Not always; that’s why this is confusing. Tags can sometimes appear to pass, depending on topology and expectations. But if you’re relying on per-port VLAN membership and trunk-like policy, you want VLAN-aware mode. Otherwise you’re debugging behavior that isn’t policy-driven.

4) Do I need to configure VLANs on both the uplink and the VM port?

Yes, for VLAN-aware bridging. The VLAN must be allowed on the ingress/egress ports that carry it. The physical trunk and the VM’s vnet port both need membership for that VLAN.

5) What’s the difference between PVID and “untagged”?

PVID classifies incoming untagged frames into a VLAN. “Egress untagged” decides whether frames for that VLAN leave the port without an 802.1Q tag. You can have a VLAN present without it being the PVID.

6) Should I trunk VLANs into the VM, or tag at the host?

Pick one per environment and standardize:

• Tag inside the VM if the VM is a router/firewall or needs multiple VLANs.
• Tag at the host/hypervisor if the VM should be “single VLAN, simple NIC.”

Mixing both approaches randomly is a great way to create “it depends” outages.

7) Why does my tcpdump not show VLAN tags I’m sure exist?

Offloads can change what you see in captures. VLAN tag handling may be offloaded to hardware, and GRO/GSO can coalesce packets. Use bridge state (bridge vlan show) and corroborate with multiple capture points.

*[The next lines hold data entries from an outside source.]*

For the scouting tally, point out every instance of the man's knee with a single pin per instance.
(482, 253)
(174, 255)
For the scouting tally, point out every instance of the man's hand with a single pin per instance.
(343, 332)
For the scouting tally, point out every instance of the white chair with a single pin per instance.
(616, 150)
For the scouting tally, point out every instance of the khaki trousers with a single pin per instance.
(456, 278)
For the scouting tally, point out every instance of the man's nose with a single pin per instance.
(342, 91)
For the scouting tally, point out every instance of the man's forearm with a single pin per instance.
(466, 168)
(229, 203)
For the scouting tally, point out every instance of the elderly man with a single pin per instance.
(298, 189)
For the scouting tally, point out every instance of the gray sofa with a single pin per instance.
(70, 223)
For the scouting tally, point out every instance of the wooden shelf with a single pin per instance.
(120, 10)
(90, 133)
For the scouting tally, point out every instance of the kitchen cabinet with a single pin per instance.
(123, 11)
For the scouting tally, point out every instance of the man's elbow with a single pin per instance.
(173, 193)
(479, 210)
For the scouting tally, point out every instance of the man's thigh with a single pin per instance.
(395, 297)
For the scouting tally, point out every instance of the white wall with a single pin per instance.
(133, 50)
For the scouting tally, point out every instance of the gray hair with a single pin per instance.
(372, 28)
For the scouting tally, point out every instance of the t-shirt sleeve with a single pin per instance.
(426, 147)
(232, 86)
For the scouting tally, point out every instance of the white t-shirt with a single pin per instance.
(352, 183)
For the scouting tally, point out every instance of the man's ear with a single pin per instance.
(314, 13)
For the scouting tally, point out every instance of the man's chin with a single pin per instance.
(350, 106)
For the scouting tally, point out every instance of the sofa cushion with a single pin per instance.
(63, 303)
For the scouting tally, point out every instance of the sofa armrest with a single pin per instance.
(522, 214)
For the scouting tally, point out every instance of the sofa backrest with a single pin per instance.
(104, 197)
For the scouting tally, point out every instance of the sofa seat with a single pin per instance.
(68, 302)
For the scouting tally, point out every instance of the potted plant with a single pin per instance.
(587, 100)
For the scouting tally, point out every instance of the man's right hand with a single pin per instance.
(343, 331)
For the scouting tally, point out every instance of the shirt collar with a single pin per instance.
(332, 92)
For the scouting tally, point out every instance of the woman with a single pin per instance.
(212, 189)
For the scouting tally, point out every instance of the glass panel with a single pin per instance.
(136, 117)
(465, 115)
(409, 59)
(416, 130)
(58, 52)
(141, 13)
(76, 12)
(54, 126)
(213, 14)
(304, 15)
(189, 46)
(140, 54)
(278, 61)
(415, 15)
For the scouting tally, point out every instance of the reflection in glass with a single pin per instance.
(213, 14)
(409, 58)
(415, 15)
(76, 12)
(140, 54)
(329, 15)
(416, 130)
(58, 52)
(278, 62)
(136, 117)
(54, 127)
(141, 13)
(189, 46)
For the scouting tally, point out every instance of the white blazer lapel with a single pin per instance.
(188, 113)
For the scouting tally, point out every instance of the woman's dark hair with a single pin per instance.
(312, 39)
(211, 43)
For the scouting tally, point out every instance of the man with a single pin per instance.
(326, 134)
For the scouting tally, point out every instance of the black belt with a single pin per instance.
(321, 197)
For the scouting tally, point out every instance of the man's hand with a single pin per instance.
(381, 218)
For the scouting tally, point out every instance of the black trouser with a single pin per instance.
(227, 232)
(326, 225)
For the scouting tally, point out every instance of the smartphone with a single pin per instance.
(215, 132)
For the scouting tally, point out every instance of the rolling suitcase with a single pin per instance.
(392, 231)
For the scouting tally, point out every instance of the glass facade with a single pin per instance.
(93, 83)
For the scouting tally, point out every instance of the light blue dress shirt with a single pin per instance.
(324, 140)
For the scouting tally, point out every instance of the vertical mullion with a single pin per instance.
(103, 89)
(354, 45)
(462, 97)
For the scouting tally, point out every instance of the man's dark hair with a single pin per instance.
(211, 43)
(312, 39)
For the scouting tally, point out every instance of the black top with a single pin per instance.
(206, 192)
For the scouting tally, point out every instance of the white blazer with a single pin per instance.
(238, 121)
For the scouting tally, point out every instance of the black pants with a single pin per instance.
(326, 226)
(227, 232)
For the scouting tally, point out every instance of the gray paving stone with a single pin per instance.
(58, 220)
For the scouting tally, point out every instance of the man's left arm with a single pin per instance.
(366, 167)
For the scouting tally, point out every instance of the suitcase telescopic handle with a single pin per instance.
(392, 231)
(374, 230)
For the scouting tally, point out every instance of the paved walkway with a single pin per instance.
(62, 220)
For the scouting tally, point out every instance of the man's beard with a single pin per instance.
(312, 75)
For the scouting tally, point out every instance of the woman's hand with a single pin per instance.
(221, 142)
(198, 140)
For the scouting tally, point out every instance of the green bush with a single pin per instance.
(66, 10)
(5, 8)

8) Is Open vSwitch a better answer?

Sometimes. If you need features like more advanced policy, tunneling integration, or richer observability at the virtual switch layer, OVS can be worth it. If your requirement is “trunk VLANs to VMs reliably,” the in-kernel Linux bridge with VLAN filtering is usually simpler and faster to debug.

9) Can I fix this with a reboot or restarting network services?

Reboots don’t fix missing configuration; they just roll the dice on what you forgot. Use reboots to verify persistence, not as a repair tool.

10) What’s a good acceptance test after changes?

At minimum:

• ip -d link show br0 and verify vlan_filtering 1
• bridge vlan show and verify VLAN presence on relevant ports
• Packet capture or a tagged connectivity test from a VM
• Reboot and repeat the checks

Conclusion: practical next steps

When VLANs “don’t work” on Ubuntu 24.04 bridges, the fastest path is to stop hypothesizing and interrogate the kernel. Check vlan_filtering. Check the bridge VLAN table. Confirm the VLAN exists on both the uplink and the VM port. Only then start debating the switch config.

Here’s your next change-window-friendly plan:

1. Run ip -d link show br0 and fix vlan_filtering first.
2. Run bridge vlan show and ensure VLAN membership is correct per port.
3. Prove forwarding with a two-point tcpdump (vnet + physical NIC).
4. Make it persistent in your chosen control plane (Netplan or native networkd) and validate after reboot.

One paraphrased idea from Werner Vogels (reliability-focused engineering): everything fails eventually; design so failures are expected and recoverable (paraphrased idea).